As US peoples get ready to wallow in way-much sob-worthy self-agony for the 10th anniversary of the World Trade Center attack, other peoples are dying like gnats and flies — literally.

As horrific and criminally insane those attacks were, US peoples will always be self-centered, self-indulgent in celebrating the event until we can come to grips and bring to light of justice the ugly, bloodcurdling shit which took place after Sept. 11, 2001.

Lost in all kinds of other so-called newsworthy items this morning is the massive human catastrophe taking place in the Horn of Africa — the situation there has deteriorated and 750,000 people, mostly women and children, are now threatened with a real-bad way to die.
Those “roads of death” supposedly leading to food centers are littered with the bones of children — 29,000 dead in just 90 days.

(Illustration found here).

And an estimated 1,300 children are dying every day.

From Aljazeera English and an interview with Imtiaaz Sooliman, the head of Gift of The Givers, a humanitarian organisation from South Africa:

In my 19-years-experience, I would say that that this was the worst crisis I have ever seen.
It is not like Bosnia where there was war, or an earthquake like Haiti where there was structural damage to buildings.
Here there is slow death in front of your eyes… we are talking about four million people affected, mostly children.
Every parent with five or six children are forced to watch their children waste away, day by day.
And we are not talking about one household, we are talking about tens of thousands of households across the country, from the south to Mogadishu.

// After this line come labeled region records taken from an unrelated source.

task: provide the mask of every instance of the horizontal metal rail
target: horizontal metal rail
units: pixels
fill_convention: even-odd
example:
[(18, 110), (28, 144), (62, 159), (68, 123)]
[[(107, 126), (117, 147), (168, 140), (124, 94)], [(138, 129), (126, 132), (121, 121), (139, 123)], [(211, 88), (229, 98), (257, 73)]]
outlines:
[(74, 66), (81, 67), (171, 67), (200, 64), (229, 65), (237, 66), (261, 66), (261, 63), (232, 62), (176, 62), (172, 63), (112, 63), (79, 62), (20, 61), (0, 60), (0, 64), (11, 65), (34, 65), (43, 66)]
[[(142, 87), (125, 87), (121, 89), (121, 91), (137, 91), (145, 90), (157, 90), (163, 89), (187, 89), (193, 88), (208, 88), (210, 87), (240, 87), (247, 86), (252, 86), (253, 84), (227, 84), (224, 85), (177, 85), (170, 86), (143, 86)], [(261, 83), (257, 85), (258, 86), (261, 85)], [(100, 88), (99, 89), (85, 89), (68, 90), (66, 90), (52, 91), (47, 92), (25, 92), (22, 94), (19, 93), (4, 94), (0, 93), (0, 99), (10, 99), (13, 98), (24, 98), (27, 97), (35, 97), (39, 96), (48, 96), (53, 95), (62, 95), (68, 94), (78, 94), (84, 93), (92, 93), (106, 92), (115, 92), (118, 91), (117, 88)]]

To put it into perspective: A two-year-old child begins to look like a three-month-old baby within some weeks.
And again, we are talking about thousands.
And parents are emotionally and psychologically affected, because there is nothing they can do to save the child.
Imagine watching your child die in front you.
It is a slow, painful process and for 12 to 16 weeks you go through this agony knowing that there is nothing you can do.
Consider that we have just completed the month of Ramadan — where children in many countries fast from dawn to dusk.
Normally when children fast and towards the late afternoon, they might complain that they want to break the fast because of their hunger and as a parent you say, “it will end soon” so hold on … they might cry but they know that there are only a few hours remaining, and then they can choose whatever they want to eat.
But these kids here in Somalia, the tears have long since dried up and there is no expectation of food. There is just nothing to eat.
The figures are startling: Every day 1,300 children die.

It is not possible to make sense if you are not in it.
Television pictures do not tell the full story.
Being in it captures more than just the essence and a picture cannot tell you the scale of the damage, the emotional suffering, the individual stories — but given the nature of people — consider South Africa — an entire nation has still mobilised for Somalia.
We have received unprecedented support.
Seeing the pictures of children so emaciated has touched the hearts of people.
There has never been such a campaign in the history of this country.

As a parent, a horrifying situation I’d hope US peoples never have to experience.
This morning, nothing but celebrations of death all over the world.